Sin lugar a dudas, uno de los mayores problemas que afronta ahora la sociedad dominicana y el gran dolor de cabeza para el gobierno de turno, lo constituye el grave desorden que arropa al transporte urbano, tanto por las violaciones constantes a la Ley, como por la falta de autoridad.

La Ley 63-17, es clara, precisa y establece las normativas necesarias para un sistema de transporte equilibrado, organizado y digno, que opere como ocurre en las sociedades modernas o verdaderamente en vía de desarrollo.

El Instituto Nacional de Tránsito y Transporte Terrestre (Intrant) y la Dirección Nacional de Tránsito Terrestre (Digesett), no cumplen su rol, la ley siempre será letra muerta, razón por la cual los motoristas, organizados, en desorden, indocumentados y delincuentes que se valen de las motocicletas para cometer sus fechorías, pescarán cómodamente en río revuelto.

De igual manera, los scutters, triciclos y unidades electrónicas que se desplazan sin control ni respeto alguno, seguirán como chivos sin ley violando todas las normativas ante la mirada indiferente de los agentes que solo dedican el tiempo a poner multas a los hombres y mujeres de trabajo que, generalmente cumplen con el mandato de la ley.

Lo mismo que pasa con los indocumentados que los repatrian hoy con grandes gastos del Gobierno por cumplir la ley, pero que al otro día regresan por la complicidad de empresarios desaprensivos, militares corruptos y políticos indiferentes, para quienes pesan más sus intereses que la soberanía y la sobrevivencia de la patria.

Las inversiones del Gobierno en líneas del Metro, corredores especiales, monorrieles, elevados, pasos a desnivel y teleféricos, entre otras modalidades, nunca serán suficientes para que el país pueda contar con un sistema de transporte que dignifique, que garantice la inversión, el turismo y el desarrollo que en poco tiempo ha exhibido la nación, si esto no se corrige.

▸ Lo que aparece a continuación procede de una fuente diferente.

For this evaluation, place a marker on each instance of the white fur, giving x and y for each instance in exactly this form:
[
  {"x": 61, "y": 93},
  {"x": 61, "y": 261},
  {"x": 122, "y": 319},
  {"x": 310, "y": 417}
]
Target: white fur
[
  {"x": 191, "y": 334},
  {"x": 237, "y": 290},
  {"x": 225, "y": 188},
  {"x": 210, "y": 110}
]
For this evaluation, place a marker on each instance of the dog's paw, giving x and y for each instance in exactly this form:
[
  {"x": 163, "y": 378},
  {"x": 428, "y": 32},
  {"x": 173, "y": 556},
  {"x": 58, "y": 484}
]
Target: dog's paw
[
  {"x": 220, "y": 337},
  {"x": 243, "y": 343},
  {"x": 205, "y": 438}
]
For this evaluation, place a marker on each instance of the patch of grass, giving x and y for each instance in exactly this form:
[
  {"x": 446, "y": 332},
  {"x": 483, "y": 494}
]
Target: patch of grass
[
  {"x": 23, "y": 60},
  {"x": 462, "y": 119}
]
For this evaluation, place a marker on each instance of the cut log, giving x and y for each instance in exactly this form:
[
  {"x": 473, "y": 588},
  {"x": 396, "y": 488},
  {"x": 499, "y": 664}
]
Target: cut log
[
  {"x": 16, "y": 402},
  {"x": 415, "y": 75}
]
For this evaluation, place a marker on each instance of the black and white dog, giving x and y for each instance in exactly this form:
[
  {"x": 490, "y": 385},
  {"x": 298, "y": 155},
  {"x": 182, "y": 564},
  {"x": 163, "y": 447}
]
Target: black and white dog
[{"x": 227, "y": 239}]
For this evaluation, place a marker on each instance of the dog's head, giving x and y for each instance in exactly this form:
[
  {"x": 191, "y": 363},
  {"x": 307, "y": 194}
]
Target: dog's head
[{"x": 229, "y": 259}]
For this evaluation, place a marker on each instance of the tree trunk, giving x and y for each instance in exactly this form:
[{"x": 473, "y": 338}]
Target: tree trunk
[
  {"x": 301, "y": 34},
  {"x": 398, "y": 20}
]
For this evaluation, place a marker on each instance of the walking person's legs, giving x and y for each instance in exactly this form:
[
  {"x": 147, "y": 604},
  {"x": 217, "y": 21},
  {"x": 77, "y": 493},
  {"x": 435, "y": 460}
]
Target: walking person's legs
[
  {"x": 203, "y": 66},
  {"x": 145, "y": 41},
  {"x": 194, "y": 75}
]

Mano fuerte sin temores, decisión de la autoridad coercitiva y ejecutoria de los funcionarios escogidos o designados para ejecutar la Ley, es lo que precisa o de lo contrario, seremos irremediablemente, solo un pueblo de salvajes. Es tiempo de apretar el mango, usar la macana y aplicar la justicia, para propiciar una sociedad vivible y una convivencia social equilibrada. ¡Basta ya!